We are at a stage now where we know the facts. And you can’t unknow the facts once you know them. I personally hope that we as designers can evolve. Designers by definition are problem solvers and we are now as a race in front of the the biggest problem-solving mission we will ever face. Our house is on fire. We need to quite literally design our way out of this mess. Evolve or die. We all need to contribute, each and every one of us. In every choice we make. We all now know these facts and their consequences, and we can no longer have the luxury of pretending that we don’t. I hope to leave a small mark on the world with my work – there is too much emphasis in fashion (and the world in general) about ‘bigger being better’, which is never something I’ve fitted into or been interested in. So, I suppose, I hope to leave a small, considered, and very personal mark.”


“I think the whole system is on the brink of collapse, and many of us young designers are ready to rebuild it in our own language, especially here in London. My generation is more concerned with moving conversations forward. Everything from sustainability to casting is vital to our brands, they’re an extension of who we are as designers and what we’re trying to say.

Adapting sustainable practices is essential. Once these corporations realise sustainability has become an important part of buying patterns, that’s when change will really happen. Personally, I spend so much time, energy, and budget on research and innovation, and have done so since the very beginning. People are starting to take notice of these things, and it’s really resonating with customers. The increasing demand for more transparency is changing our industry, and if a certain standard of sustainable practices are adopted across the industry we will definitely achieve the goals we’ve set ourselves.

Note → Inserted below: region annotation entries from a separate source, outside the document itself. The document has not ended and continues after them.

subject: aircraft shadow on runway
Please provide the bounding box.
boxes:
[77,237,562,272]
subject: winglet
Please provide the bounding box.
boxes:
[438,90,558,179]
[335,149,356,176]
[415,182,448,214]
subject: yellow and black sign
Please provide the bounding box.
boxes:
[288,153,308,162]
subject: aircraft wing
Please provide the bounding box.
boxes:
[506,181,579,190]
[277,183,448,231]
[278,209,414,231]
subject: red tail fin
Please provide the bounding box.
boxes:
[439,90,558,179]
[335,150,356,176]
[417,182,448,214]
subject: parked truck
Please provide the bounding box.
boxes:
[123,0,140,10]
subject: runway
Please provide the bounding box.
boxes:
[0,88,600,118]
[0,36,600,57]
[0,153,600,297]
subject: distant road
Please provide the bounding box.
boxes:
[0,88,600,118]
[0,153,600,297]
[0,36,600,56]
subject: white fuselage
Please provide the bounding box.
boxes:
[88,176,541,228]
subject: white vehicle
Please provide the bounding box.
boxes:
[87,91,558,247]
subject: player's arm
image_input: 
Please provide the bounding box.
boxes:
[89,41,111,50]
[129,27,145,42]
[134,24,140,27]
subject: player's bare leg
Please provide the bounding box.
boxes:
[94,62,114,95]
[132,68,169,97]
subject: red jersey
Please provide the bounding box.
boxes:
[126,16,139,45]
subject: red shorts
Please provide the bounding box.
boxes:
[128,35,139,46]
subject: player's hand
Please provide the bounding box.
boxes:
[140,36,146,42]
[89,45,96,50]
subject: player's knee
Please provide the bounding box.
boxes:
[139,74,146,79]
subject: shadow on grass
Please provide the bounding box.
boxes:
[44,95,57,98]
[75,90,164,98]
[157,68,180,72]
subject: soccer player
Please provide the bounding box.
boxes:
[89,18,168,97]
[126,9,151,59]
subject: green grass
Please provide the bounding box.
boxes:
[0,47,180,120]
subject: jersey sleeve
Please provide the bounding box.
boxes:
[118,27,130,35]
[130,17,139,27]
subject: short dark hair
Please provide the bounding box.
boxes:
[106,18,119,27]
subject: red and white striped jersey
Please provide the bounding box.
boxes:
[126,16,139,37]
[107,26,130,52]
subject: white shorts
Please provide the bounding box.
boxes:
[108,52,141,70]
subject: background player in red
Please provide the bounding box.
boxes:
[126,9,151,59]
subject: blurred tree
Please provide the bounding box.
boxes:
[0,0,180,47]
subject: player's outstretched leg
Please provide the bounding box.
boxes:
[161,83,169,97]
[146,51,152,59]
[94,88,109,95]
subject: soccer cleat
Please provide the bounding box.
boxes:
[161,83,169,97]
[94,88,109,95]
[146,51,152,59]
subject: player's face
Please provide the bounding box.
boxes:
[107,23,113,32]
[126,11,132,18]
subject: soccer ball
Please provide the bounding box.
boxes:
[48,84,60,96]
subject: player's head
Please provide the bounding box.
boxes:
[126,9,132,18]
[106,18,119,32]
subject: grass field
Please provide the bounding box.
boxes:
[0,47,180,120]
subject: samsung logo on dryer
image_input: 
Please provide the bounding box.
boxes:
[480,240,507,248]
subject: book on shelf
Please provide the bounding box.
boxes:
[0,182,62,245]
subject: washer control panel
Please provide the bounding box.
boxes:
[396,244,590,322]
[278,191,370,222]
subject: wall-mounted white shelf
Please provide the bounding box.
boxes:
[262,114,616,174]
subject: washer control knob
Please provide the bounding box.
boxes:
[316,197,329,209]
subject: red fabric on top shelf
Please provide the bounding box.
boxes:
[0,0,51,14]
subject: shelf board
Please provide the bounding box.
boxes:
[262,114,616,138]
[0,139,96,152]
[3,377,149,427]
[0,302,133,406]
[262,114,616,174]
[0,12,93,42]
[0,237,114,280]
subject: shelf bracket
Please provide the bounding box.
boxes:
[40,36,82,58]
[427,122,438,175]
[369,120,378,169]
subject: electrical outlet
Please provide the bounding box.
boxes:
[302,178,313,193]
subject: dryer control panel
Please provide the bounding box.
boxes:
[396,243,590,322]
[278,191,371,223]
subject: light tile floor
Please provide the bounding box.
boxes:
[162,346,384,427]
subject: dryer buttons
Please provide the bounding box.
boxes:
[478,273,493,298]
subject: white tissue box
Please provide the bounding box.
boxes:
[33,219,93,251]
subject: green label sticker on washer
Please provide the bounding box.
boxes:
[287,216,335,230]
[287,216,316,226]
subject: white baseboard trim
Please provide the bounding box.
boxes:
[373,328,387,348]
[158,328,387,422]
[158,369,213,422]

I want people to look at a designer’s career and understand that it’s about learning and developing, over a long period of time. I want to look back at my own career and see that I’ve learned and progressed each season, that I’ve challenged myself and others… That I’ve brought something new to the table and also one of integrity and honesty. I hope this endless cycle we are seeing of hype brands stops, where these designers peak only a few years after graduating. The creative spectrum is broad enough for everyone’s voice to be heard, and for each brand to its own relevance in the conversation.”